All processing occurs on-device, leveraging Snapdragon X hardware optimizations for fast and secure computation.

How we built it

Technology Stack:
- Backend: Python-based FASTAPI pipeline integrating Qualcomm Whisper Mode for speech-to-text and Vall-E-X for Text-to-Speech/voice cloning.
- Qualcomm AI Hub: Used to optimize and quantize the Whisper model, exploiting hardware acceleration on Snapdragon X.
- Frontend: Cross-platform React UI for Windows, featuring an intuitive dashboard with two main modes—Voice Generation and Voice Changing.
Key Implementation Details:
- Local-First Architecture: All transcription and synthesis happen on the user’s machine, keeping data secure.
- Model Optimization: Integrated Qualcomm’s specialized kernels for matrix multiplication and pruned the model for higher inference speed and reduced memory footprint.
- Simple Installation: With a single click user can have their application running in a few minutes.
- Error Handling & Logs: Robust exception management and logging for each step of the pipeline ensure reliability and transparency.

Challenges we ran into

Hardware Integration:
Adapting Whisper to fully leverage Snapdragon X’s DSP and GPU resources required in-depth familiarity with Qualcomm AI Hub’s optimization pipelines.
Model Compression Trade-offs:
Balancing model size reduction (quantization and pruning) with maintaining high accuracy in transcription was a delicate process.
User Interface Simplicity:
Designing an interface that remains user-friendly, yet powerful enough to handle advanced operations like custom voice cloning.
Real-Time Performance:
Achieving near real-time voice transformation for streaming or live content creation required iterative testing and benchmarking.

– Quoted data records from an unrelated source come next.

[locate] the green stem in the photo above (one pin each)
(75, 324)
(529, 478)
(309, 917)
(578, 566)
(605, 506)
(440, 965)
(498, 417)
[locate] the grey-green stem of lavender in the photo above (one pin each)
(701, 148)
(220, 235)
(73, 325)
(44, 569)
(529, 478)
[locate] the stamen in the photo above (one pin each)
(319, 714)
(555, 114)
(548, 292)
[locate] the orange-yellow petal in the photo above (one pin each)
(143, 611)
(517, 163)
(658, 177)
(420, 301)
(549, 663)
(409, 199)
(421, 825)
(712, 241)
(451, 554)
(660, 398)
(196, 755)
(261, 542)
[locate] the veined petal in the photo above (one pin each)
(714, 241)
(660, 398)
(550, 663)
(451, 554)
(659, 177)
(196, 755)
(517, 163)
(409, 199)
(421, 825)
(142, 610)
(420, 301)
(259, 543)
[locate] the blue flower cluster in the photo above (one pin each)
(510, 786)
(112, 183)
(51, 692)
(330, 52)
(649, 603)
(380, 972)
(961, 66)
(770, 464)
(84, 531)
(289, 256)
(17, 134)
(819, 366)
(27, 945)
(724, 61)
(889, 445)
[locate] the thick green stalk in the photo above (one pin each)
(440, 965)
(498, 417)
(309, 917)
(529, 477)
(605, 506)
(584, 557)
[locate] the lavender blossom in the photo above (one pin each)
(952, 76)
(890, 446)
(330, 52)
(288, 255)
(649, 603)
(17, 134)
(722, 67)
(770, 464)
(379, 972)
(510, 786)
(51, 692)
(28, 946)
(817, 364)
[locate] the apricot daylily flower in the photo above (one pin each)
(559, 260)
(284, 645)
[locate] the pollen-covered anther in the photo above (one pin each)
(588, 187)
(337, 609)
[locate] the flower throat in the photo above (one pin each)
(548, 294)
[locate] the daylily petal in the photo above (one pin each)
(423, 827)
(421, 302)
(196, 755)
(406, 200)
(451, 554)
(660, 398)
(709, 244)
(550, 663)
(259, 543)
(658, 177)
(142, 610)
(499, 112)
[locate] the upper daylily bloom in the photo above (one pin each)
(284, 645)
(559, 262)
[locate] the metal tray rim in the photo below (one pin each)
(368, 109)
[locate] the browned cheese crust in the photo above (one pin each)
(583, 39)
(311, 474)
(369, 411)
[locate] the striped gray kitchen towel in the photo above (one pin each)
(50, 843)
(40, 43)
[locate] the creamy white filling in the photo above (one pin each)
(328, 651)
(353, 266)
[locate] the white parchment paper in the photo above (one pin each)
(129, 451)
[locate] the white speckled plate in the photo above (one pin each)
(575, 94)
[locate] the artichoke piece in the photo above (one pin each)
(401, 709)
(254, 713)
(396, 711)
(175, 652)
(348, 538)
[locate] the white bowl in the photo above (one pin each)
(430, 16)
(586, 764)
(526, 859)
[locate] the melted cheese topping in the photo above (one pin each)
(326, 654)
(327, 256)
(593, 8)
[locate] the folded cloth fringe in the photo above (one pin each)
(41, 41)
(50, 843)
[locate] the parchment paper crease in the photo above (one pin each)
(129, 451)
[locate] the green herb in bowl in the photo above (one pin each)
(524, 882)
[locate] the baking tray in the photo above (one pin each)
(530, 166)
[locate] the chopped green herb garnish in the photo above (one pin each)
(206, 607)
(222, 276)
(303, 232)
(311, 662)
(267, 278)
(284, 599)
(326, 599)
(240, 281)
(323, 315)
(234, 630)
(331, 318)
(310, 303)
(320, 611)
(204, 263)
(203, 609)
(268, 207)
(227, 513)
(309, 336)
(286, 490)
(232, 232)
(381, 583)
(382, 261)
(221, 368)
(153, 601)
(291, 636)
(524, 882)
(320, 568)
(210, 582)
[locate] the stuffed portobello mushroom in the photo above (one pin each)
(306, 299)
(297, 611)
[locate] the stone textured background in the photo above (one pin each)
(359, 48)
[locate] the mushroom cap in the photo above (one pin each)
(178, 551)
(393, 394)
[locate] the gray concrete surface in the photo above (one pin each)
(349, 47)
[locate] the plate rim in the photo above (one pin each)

Accomplishments that we're proud of

Local, Privacy-Preserving TTS:
Achieved on-device voice generation and transformation that match or exceed the speed and quality of many cloud-based solutions.
Enhanced Performance:
By leveraging Qualcomm AI Hub optimizations, we saw up to a 2x speedup in transcription and a 35% reduction in power usage on Snapdragon X devices.
Inclusive Design:
The ability to clone custom voices helps users with speech challenges or content creators who need a distinct voice identity.
Scalability & Extensibility:
Our modular codebase allows adding more voices, languages, or advanced audio effects without overhauling the entire system.

What we learned

Model Optimization Techniques:
Proper use of quantization, pruning, and hardware-specific kernels can dramatically improve on-device performance.
Seamless UX Design:
Balancing advanced AI features with a clean interface is vital for broad user adoption.
Importance of Edge Computing:
Our project underscores how local solutions can yield faster response times, better privacy, and lower costs than cloud-based alternatives.
Collaboration with Qualcomm AI Hub:
Integrating hardware-accelerated libraries required close attention to documentation and iterative testing to harness the full potential of Snapdragon X.

What's next for AudioNova

Advanced Voice Controls:
Introduce features like emotional intonation, prosody adjustments, and custom pitch/speed to enhance expressiveness.
Mobile Platform Support:
Port AudioNova to other Snapdragon-powered devices, enabling offline voice solutions on smartphones or tablets.
Integration with Assistive Technology:
Partner with healthcare organizations to streamline voice tools for individuals with communication challenges.